Know When to Switch Insurance Companies

You see car insurance advertisements all the time that are urging you to compare costs and switch companies. It would also make sense  to shop life insurance  carefully as well so you can take advantage of better rates from different insurance companies. Unfortunately, life insurance policies are put together differently than car insurance policies. Before you begin shopping for new life insurance, you need to look at the coverage you already have and the potential costs of switching to a new company. In some cases making a switch is a good idea, but in other cases it can be more expensive than staying with your current company.

Some Negative Consequences of Switching Life Insurance Companies

Life insurance rates are based on several factors, including your health and your age. If you are thinking about switching to a new policy with a new company, you need to remember that you are older now than you were when you first signed up for your existing policy. Your new rates could be more expensive based on your age.

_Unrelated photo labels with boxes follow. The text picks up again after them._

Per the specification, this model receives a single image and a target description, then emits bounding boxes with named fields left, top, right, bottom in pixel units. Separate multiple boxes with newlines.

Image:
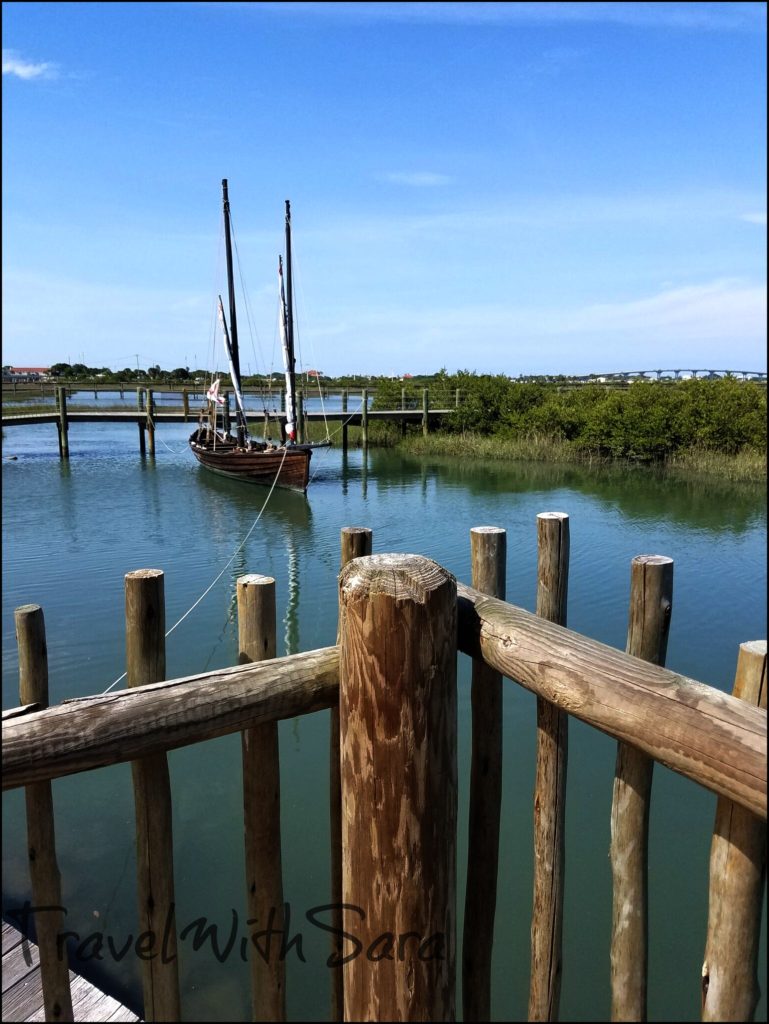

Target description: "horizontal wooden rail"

left=457, top=584, right=767, bottom=818
left=3, top=647, right=339, bottom=790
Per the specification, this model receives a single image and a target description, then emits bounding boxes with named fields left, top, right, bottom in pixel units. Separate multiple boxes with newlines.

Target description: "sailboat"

left=189, top=178, right=330, bottom=490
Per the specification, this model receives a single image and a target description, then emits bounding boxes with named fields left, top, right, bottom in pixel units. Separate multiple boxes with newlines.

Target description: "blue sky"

left=2, top=2, right=767, bottom=375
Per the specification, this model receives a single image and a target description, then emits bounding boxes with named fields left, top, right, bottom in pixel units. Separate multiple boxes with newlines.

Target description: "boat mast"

left=286, top=200, right=299, bottom=442
left=221, top=178, right=247, bottom=446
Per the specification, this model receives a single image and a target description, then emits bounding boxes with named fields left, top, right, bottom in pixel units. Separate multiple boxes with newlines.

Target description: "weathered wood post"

left=14, top=604, right=75, bottom=1021
left=702, top=640, right=767, bottom=1021
left=342, top=388, right=347, bottom=452
left=146, top=388, right=155, bottom=456
left=330, top=526, right=373, bottom=1021
left=528, top=512, right=569, bottom=1021
left=296, top=388, right=304, bottom=444
left=339, top=555, right=457, bottom=1021
left=610, top=555, right=673, bottom=1021
left=238, top=574, right=286, bottom=1021
left=58, top=387, right=70, bottom=459
left=136, top=387, right=146, bottom=456
left=462, top=526, right=507, bottom=1021
left=126, top=569, right=181, bottom=1021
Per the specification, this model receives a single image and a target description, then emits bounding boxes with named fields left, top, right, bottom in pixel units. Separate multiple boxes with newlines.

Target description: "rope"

left=101, top=449, right=288, bottom=696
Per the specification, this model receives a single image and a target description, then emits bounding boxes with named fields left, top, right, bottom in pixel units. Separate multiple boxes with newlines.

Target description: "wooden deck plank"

left=2, top=923, right=141, bottom=1022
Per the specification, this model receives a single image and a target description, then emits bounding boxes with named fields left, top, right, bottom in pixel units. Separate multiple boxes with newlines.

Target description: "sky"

left=2, top=0, right=767, bottom=376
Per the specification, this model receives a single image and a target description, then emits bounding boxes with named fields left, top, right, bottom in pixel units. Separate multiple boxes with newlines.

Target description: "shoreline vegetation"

left=3, top=371, right=767, bottom=483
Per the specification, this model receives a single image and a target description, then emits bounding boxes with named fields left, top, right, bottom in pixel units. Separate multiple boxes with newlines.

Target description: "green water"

left=3, top=424, right=766, bottom=1021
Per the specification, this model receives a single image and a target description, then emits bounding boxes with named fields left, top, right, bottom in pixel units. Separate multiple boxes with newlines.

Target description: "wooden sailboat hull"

left=189, top=431, right=311, bottom=490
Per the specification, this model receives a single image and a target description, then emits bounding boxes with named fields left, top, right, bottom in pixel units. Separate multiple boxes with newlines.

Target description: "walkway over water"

left=2, top=922, right=140, bottom=1022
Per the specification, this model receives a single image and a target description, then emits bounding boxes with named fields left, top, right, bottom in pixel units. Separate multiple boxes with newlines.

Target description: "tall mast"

left=286, top=200, right=299, bottom=442
left=221, top=178, right=246, bottom=445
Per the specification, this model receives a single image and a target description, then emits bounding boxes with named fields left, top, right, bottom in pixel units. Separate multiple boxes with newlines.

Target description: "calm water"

left=3, top=424, right=766, bottom=1021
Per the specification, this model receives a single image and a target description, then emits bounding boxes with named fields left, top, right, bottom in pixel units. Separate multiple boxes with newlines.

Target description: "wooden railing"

left=3, top=513, right=767, bottom=1020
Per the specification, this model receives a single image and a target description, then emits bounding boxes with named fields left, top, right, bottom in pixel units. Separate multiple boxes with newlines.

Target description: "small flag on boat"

left=206, top=377, right=224, bottom=406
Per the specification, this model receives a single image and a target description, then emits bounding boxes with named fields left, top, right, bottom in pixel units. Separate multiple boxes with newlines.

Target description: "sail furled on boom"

left=219, top=295, right=248, bottom=436
left=277, top=256, right=296, bottom=441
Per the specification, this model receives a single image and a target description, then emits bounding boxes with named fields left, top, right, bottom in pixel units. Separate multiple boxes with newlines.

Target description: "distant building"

left=3, top=367, right=51, bottom=384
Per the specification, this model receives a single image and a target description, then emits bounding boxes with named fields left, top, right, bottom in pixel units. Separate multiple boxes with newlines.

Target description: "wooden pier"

left=2, top=922, right=140, bottom=1024
left=2, top=387, right=460, bottom=459
left=2, top=513, right=767, bottom=1021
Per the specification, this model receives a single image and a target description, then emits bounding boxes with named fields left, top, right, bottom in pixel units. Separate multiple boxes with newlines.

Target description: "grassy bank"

left=395, top=434, right=767, bottom=483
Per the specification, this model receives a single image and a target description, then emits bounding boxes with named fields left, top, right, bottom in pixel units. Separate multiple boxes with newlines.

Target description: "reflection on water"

left=3, top=424, right=766, bottom=1020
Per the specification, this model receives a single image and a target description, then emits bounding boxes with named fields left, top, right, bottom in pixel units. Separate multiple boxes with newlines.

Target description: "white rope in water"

left=96, top=449, right=288, bottom=696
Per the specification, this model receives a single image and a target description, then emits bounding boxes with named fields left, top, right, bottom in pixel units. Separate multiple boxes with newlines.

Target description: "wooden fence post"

left=126, top=569, right=181, bottom=1021
left=58, top=387, right=70, bottom=459
left=339, top=555, right=457, bottom=1021
left=528, top=512, right=569, bottom=1021
left=14, top=604, right=75, bottom=1021
left=330, top=526, right=374, bottom=1021
left=238, top=574, right=286, bottom=1021
left=702, top=640, right=767, bottom=1021
left=342, top=388, right=347, bottom=452
left=462, top=526, right=507, bottom=1021
left=610, top=555, right=673, bottom=1021
left=146, top=388, right=155, bottom=456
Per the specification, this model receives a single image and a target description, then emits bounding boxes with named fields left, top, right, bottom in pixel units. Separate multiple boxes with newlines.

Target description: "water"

left=2, top=424, right=766, bottom=1021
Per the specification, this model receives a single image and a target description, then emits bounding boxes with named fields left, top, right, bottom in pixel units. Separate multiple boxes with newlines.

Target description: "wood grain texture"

left=237, top=573, right=286, bottom=1021
left=340, top=555, right=457, bottom=1021
left=2, top=647, right=339, bottom=790
left=457, top=584, right=767, bottom=820
left=329, top=524, right=374, bottom=1021
left=462, top=526, right=507, bottom=1021
left=528, top=512, right=569, bottom=1021
left=701, top=640, right=767, bottom=1021
left=609, top=555, right=673, bottom=1021
left=14, top=604, right=74, bottom=1021
left=125, top=573, right=181, bottom=1021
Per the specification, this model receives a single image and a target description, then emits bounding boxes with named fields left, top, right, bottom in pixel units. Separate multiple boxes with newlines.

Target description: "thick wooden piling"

left=360, top=388, right=369, bottom=449
left=701, top=640, right=767, bottom=1021
left=339, top=555, right=457, bottom=1021
left=126, top=569, right=181, bottom=1021
left=238, top=574, right=286, bottom=1021
left=58, top=387, right=70, bottom=459
left=528, top=512, right=569, bottom=1021
left=329, top=526, right=373, bottom=1021
left=462, top=526, right=507, bottom=1021
left=14, top=604, right=75, bottom=1021
left=610, top=555, right=673, bottom=1021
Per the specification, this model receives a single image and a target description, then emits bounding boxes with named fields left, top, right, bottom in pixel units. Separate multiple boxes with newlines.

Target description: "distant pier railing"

left=2, top=513, right=767, bottom=1021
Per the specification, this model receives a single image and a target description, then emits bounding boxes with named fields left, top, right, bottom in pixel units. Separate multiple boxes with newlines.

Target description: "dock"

left=2, top=922, right=141, bottom=1022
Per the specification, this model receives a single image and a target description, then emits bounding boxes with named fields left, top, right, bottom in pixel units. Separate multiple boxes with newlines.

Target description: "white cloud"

left=3, top=50, right=58, bottom=80
left=381, top=171, right=452, bottom=188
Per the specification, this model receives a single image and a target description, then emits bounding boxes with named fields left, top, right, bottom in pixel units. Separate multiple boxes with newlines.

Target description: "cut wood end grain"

left=339, top=555, right=457, bottom=604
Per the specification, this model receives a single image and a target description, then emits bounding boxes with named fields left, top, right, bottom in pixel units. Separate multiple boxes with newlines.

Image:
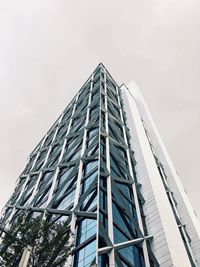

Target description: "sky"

left=0, top=0, right=200, bottom=220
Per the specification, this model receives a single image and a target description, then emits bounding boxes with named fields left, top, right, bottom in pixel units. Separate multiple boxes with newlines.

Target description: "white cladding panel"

left=128, top=81, right=200, bottom=266
left=121, top=86, right=191, bottom=267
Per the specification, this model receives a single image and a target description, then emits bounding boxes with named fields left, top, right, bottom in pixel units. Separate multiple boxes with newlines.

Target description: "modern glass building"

left=1, top=64, right=200, bottom=267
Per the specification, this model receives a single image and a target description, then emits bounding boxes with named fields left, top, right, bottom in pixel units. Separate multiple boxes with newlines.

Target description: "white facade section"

left=121, top=85, right=199, bottom=267
left=126, top=82, right=200, bottom=266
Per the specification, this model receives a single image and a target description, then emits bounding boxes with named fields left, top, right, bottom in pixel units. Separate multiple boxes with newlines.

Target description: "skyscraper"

left=1, top=64, right=200, bottom=267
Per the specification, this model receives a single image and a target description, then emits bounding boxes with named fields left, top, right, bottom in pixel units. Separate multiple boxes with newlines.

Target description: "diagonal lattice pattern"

left=1, top=64, right=158, bottom=267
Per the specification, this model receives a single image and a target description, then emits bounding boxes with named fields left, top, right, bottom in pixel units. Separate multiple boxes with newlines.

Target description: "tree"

left=0, top=215, right=73, bottom=267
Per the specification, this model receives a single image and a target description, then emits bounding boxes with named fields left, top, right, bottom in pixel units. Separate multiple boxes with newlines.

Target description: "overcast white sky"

left=0, top=0, right=200, bottom=218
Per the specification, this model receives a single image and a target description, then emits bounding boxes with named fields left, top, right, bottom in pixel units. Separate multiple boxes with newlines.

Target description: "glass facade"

left=1, top=64, right=158, bottom=267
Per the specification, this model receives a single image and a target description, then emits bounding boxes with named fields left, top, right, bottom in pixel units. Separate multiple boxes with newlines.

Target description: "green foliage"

left=0, top=215, right=73, bottom=267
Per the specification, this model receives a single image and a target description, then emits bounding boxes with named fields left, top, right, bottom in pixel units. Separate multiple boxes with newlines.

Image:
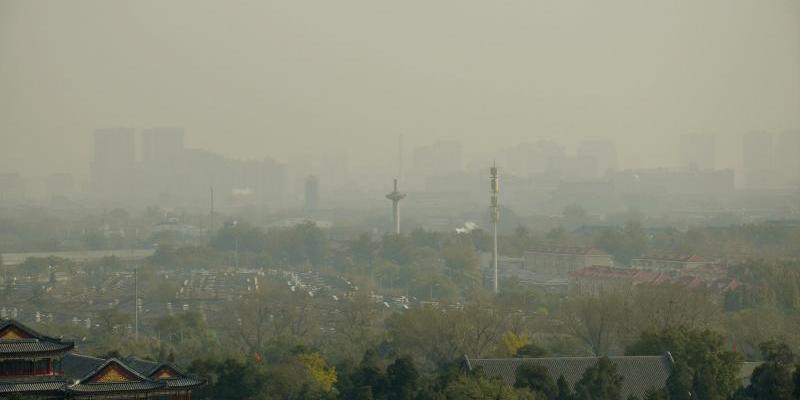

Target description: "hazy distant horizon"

left=0, top=0, right=800, bottom=176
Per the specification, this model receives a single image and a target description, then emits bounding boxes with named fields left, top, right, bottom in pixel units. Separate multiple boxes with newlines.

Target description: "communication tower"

left=386, top=179, right=406, bottom=235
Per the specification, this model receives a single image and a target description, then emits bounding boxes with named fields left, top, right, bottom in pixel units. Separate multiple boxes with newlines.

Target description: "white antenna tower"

left=386, top=179, right=406, bottom=235
left=489, top=163, right=500, bottom=294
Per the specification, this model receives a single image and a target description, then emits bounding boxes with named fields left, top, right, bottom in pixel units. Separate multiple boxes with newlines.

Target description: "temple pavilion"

left=0, top=320, right=205, bottom=400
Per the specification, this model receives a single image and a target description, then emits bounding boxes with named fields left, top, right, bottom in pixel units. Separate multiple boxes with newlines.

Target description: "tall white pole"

left=386, top=179, right=406, bottom=235
left=133, top=268, right=139, bottom=341
left=489, top=164, right=500, bottom=294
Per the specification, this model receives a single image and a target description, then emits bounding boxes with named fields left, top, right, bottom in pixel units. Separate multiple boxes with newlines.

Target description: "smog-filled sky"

left=0, top=0, right=800, bottom=175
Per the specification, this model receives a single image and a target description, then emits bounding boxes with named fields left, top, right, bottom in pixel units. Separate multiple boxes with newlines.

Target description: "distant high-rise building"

left=44, top=173, right=75, bottom=199
left=576, top=140, right=617, bottom=175
left=305, top=175, right=319, bottom=212
left=742, top=132, right=781, bottom=189
left=501, top=140, right=571, bottom=177
left=91, top=128, right=136, bottom=197
left=141, top=128, right=184, bottom=165
left=414, top=142, right=464, bottom=174
left=680, top=133, right=717, bottom=170
left=777, top=130, right=800, bottom=187
left=0, top=173, right=25, bottom=203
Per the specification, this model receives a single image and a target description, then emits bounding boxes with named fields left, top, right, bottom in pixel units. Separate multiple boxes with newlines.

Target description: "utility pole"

left=208, top=186, right=214, bottom=236
left=133, top=267, right=139, bottom=341
left=489, top=164, right=500, bottom=294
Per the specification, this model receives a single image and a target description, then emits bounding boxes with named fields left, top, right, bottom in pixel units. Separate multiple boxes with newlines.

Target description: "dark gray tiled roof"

left=0, top=319, right=75, bottom=358
left=466, top=355, right=672, bottom=399
left=61, top=353, right=106, bottom=381
left=62, top=354, right=167, bottom=393
left=67, top=381, right=166, bottom=393
left=125, top=357, right=205, bottom=388
left=0, top=380, right=65, bottom=393
left=0, top=339, right=74, bottom=357
left=162, top=377, right=206, bottom=389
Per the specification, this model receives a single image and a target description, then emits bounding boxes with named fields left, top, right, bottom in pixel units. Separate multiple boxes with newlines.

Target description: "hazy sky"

left=0, top=0, right=800, bottom=175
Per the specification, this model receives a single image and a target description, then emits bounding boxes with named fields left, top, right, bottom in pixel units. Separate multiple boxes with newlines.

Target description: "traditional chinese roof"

left=63, top=354, right=167, bottom=394
left=465, top=353, right=672, bottom=399
left=0, top=319, right=75, bottom=358
left=0, top=376, right=65, bottom=395
left=125, top=357, right=205, bottom=388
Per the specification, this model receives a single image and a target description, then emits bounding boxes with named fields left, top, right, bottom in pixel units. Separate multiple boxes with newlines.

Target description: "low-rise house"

left=631, top=254, right=718, bottom=274
left=523, top=246, right=614, bottom=279
left=569, top=265, right=671, bottom=293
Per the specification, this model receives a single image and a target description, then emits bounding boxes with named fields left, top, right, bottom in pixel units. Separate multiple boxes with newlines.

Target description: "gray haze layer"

left=0, top=0, right=800, bottom=176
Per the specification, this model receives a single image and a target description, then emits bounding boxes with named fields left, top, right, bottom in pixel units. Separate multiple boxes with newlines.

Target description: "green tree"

left=514, top=363, right=558, bottom=400
left=574, top=356, right=624, bottom=400
left=625, top=328, right=741, bottom=400
left=556, top=375, right=573, bottom=400
left=514, top=343, right=547, bottom=358
left=386, top=357, right=419, bottom=400
left=745, top=340, right=795, bottom=400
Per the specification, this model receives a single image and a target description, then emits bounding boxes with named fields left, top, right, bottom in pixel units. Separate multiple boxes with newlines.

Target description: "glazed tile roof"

left=64, top=355, right=167, bottom=393
left=125, top=357, right=205, bottom=388
left=465, top=354, right=672, bottom=399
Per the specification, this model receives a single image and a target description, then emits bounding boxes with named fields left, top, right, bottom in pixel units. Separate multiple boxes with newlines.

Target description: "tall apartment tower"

left=141, top=128, right=184, bottom=166
left=305, top=175, right=319, bottom=212
left=680, top=133, right=717, bottom=170
left=576, top=140, right=617, bottom=176
left=91, top=128, right=136, bottom=197
left=742, top=132, right=776, bottom=189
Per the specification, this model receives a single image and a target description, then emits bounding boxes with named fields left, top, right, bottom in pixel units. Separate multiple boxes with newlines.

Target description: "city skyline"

left=0, top=0, right=800, bottom=176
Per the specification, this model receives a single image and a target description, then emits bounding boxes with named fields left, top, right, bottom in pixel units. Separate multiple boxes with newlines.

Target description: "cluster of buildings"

left=518, top=246, right=740, bottom=294
left=90, top=128, right=287, bottom=208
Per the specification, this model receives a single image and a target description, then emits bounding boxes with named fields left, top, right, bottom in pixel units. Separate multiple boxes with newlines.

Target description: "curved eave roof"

left=0, top=381, right=65, bottom=394
left=161, top=378, right=206, bottom=389
left=66, top=381, right=167, bottom=394
left=0, top=338, right=75, bottom=358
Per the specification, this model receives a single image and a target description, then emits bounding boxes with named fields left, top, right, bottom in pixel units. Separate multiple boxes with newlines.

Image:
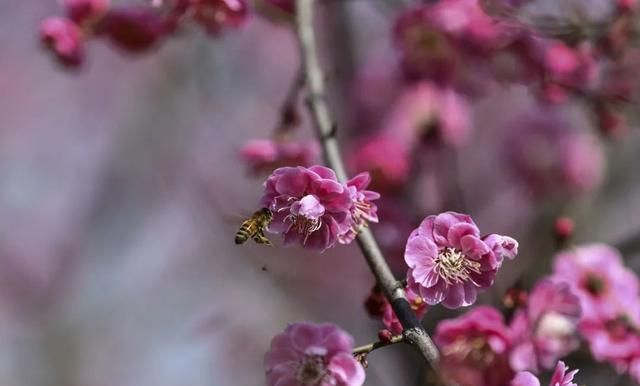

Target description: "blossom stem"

left=296, top=0, right=451, bottom=385
left=353, top=335, right=404, bottom=355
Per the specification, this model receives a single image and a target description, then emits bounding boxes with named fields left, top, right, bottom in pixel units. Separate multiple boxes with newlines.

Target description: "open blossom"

left=382, top=288, right=427, bottom=335
left=261, top=166, right=379, bottom=251
left=405, top=212, right=518, bottom=308
left=265, top=322, right=365, bottom=386
left=509, top=279, right=580, bottom=373
left=552, top=244, right=640, bottom=320
left=40, top=17, right=84, bottom=67
left=338, top=172, right=380, bottom=244
left=240, top=139, right=319, bottom=174
left=509, top=361, right=578, bottom=386
left=434, top=306, right=513, bottom=386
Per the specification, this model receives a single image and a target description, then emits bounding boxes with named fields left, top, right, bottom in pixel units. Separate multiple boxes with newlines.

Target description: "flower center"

left=435, top=248, right=480, bottom=285
left=296, top=355, right=330, bottom=386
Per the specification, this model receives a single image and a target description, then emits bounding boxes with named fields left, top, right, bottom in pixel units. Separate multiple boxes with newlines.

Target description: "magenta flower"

left=40, top=17, right=84, bottom=67
left=579, top=295, right=640, bottom=371
left=261, top=166, right=353, bottom=251
left=509, top=361, right=578, bottom=386
left=404, top=212, right=518, bottom=308
left=434, top=306, right=513, bottom=386
left=338, top=172, right=380, bottom=244
left=240, top=139, right=320, bottom=174
left=265, top=322, right=365, bottom=386
left=382, top=288, right=427, bottom=335
left=509, top=279, right=580, bottom=373
left=552, top=244, right=640, bottom=320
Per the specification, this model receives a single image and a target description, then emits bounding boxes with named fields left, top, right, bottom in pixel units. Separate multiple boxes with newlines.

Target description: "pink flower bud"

left=40, top=17, right=84, bottom=67
left=62, top=0, right=109, bottom=25
left=98, top=8, right=165, bottom=52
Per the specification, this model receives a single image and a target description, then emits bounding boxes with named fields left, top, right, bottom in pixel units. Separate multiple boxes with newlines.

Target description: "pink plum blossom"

left=240, top=139, right=320, bottom=174
left=382, top=82, right=471, bottom=149
left=552, top=244, right=640, bottom=320
left=405, top=212, right=518, bottom=308
left=261, top=166, right=380, bottom=252
left=434, top=306, right=513, bottom=386
left=338, top=172, right=380, bottom=244
left=62, top=0, right=110, bottom=25
left=382, top=288, right=427, bottom=335
left=509, top=279, right=580, bottom=373
left=40, top=17, right=84, bottom=67
left=509, top=361, right=578, bottom=386
left=265, top=322, right=365, bottom=386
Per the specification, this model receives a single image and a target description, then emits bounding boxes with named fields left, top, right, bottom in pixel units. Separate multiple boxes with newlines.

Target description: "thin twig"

left=353, top=335, right=404, bottom=355
left=296, top=0, right=450, bottom=384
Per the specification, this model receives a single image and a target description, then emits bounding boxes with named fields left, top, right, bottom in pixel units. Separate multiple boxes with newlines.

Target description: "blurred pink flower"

left=505, top=109, right=605, bottom=196
left=382, top=288, right=427, bottom=335
left=40, top=17, right=84, bottom=67
left=579, top=293, right=640, bottom=371
left=338, top=172, right=380, bottom=244
left=97, top=7, right=166, bottom=52
left=383, top=82, right=471, bottom=150
left=509, top=361, right=578, bottom=386
left=552, top=244, right=639, bottom=320
left=261, top=166, right=353, bottom=251
left=434, top=306, right=513, bottom=386
left=509, top=279, right=580, bottom=373
left=62, top=0, right=110, bottom=25
left=405, top=212, right=517, bottom=308
left=240, top=139, right=320, bottom=174
left=265, top=322, right=365, bottom=386
left=349, top=135, right=411, bottom=192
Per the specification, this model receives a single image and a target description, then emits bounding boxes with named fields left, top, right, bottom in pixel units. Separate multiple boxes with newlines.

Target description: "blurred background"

left=0, top=0, right=640, bottom=386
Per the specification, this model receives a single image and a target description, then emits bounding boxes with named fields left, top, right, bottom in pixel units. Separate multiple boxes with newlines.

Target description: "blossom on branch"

left=404, top=212, right=518, bottom=308
left=265, top=322, right=365, bottom=386
left=261, top=166, right=380, bottom=252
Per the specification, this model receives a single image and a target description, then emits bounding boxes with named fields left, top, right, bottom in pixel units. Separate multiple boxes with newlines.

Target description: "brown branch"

left=353, top=335, right=404, bottom=355
left=296, top=0, right=451, bottom=384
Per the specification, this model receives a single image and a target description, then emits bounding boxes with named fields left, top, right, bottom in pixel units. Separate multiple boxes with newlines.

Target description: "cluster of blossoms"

left=404, top=212, right=518, bottom=308
left=260, top=166, right=380, bottom=252
left=265, top=322, right=365, bottom=386
left=40, top=0, right=248, bottom=67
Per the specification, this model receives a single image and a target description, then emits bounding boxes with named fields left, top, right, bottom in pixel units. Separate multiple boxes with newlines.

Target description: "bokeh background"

left=0, top=0, right=640, bottom=386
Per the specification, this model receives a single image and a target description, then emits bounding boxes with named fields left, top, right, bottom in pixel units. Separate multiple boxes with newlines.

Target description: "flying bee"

left=235, top=208, right=273, bottom=245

Some life insurance policies require a long investigation process if you die within two years of purchasing the policy, which could delay the benefits from reaching your dependents after your death. Make sure you understand all of the possible consequences of shifting to a new policy before you close out your old policy.

When It Saves You Money

The best reason to switch to a new life insurance company is when it will save you money on your premiums. Even if you think you are paying a fair price for your coverage, it is always a good idea to do some research into prices from other insurance companies. You might find that you could save hundreds of dollars by switching to a new policy through a different company. Online quotes can give you cost information for several insurance companies at once, which makes it easier to compare policies and prices directly.

When Your Life Changes Dramatically

Another good reason to switch your life insurance coverage is when you life changes in a big way. If your family dynamic shifts so that there are fewer dependents counting on your income, you might not need to carry as much life insurance. If your family grows, you may want to purchase a larger policy to cover your larger family. Any time there is a change in your contribution to the family or the number of people counting on you, it is a good idea to look at your life insurance options and consider making a change.

Making the Switch Cautiously

Look into all of the potential costs of switching to a new life insurance policy before you file any paperwork. The first year of a policy is usually the most expensive because that is when you are paying off the agent’s commissions and other administrative fees that are associated with your policy. Compare the overall local insurance policy coverage of each policy against the amount of money you expect to pay out for the rest of your existing policy. If the new policies are cheaper in the long run, switching is probably a good idea.